I am seeing that these coefficients are producing correctly rounded results for the round-to-nearest-ties-to-even.
Further when the double value is specifically rounded to the target rounding mode, it is producing the correctly rounded results for them.
If possible, can you tell me the double value (r) returned by the libc polynomial with the above coefficients for various rounding modes corresponding to the input (x=0x1.03a16ap+0)?
It should produce the same double value "r" for all rounding modes.
In my build, it produces r = 0x1.4cdc4c8p-6, which when rounded to any rounding mode produces the correctly rounded result.
Thanks,
Santosh
Dear Santosh,
Date: Thu, 23 Dec 2021 17:37:50 +0000 (UTC)
From: Santosh Nagarakatte via Phabricator <reviews@reviews.llvm.org>Dear Paul,
I was wondering how you are testing other rounding modes other than round-to-nearest-ties-to-even.
as follows:
fesetround(...); y = log2f (x);
The coefficients that we are using are identical.
double r = __llvm_libc::fputil::polyeval(
d, extra_factor, 0x1.71547652bd4fp+0, -0x1.7154769b978c7p-1, 0x1.ec71a99e349c8p-2, -0x1.720d90e6aac6cp-2, 0x1.5132da3583dap-2);Now this double value "r" needs to be rounded according to the target rounding mode.
The cast on line 142 in the current patch is doing static_cast<float>(r).
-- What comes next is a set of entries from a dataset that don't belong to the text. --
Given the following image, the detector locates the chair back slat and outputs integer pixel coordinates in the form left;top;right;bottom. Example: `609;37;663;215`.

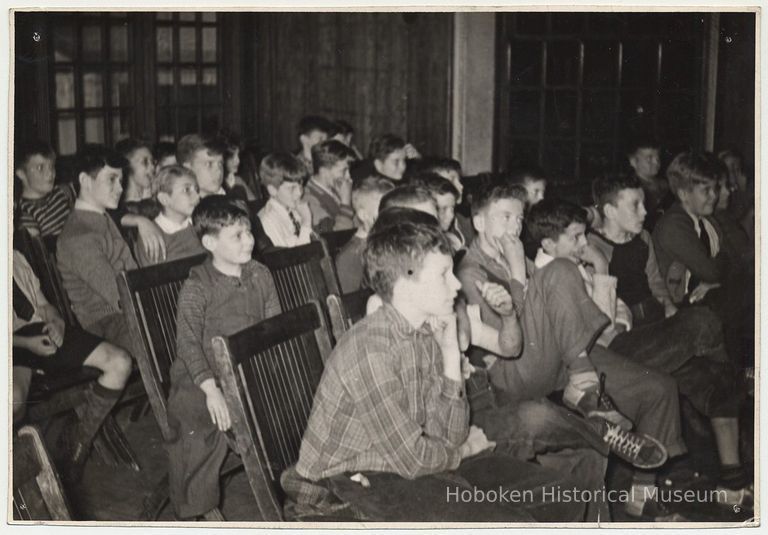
326;288;373;343
213;302;330;518
11;426;71;520
259;241;340;310
117;254;206;439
I assume it is just rounding it to round-to-nearest ties to even.
I am seeing that these coefficients are producing correctly rounded results for the round-to-nearest-ties-to-even.
Further when the double value is specifically rounded to the target rounding mode, it is producing the correctly rounded results for them.
If possible, can you tell me the double value (r) returned by the libc polynomial with the above coefficients for various rounding modes corresponding to the input (x=0x1.03a16ap+0)?
It should produce the same double value "r" for all rounding modes.
In my build, it produces r = 0x1.4cdc4c80p-6, which when rounded to any rounding mode produces the correctly rounded result.
here is what I get with the different rounding modes:
FE_TONEAREST:
r=0x1.4cdc4c0000001p-6
FE_TOWARDZERO:
r=0x1.4cdc4bfffffffp-6
FE_UPWARD:
r=0x1.4cdc4c0000001p-6
FE_DOWNWARD:
r=0x1.4cdc4bfffffffp-6
The double value r differs because the rounding mode is also used internally
(for example for the polynomial evaluation).
The code could set internally the rounding mode to FE_TONEAREST, and
restore it before the last rounding, this would solve the issue (at least
for that x-value), but I guess that would be slower than dealing with one
exceptional case.
Best regards,
Paul
Thanks Paul and Santosh for getting to the bottom of this! I'm updating the testing infrastructure to fully support all rounding modes and once it completes, I'll update this patch accordingly.
@zimmermann6, @santoshn: I've updated the implementation to be correctly rounded for all rounding modes. I also added the exhaustive tests for all rounding modes. Thanks!
Dear Tue,
@zimmermann6, @santoshn: I've updated the implementation to be correctly rounded for all rounding modes. I also added the exhaustive tests for all rounding modes. Thanks!
I confirm the new function is correctly rounded for all rounding modes.
Great job!
Paul
is this intended to be a long term solution? It feels like there should be an easier way to handle using hexadecimal float constants.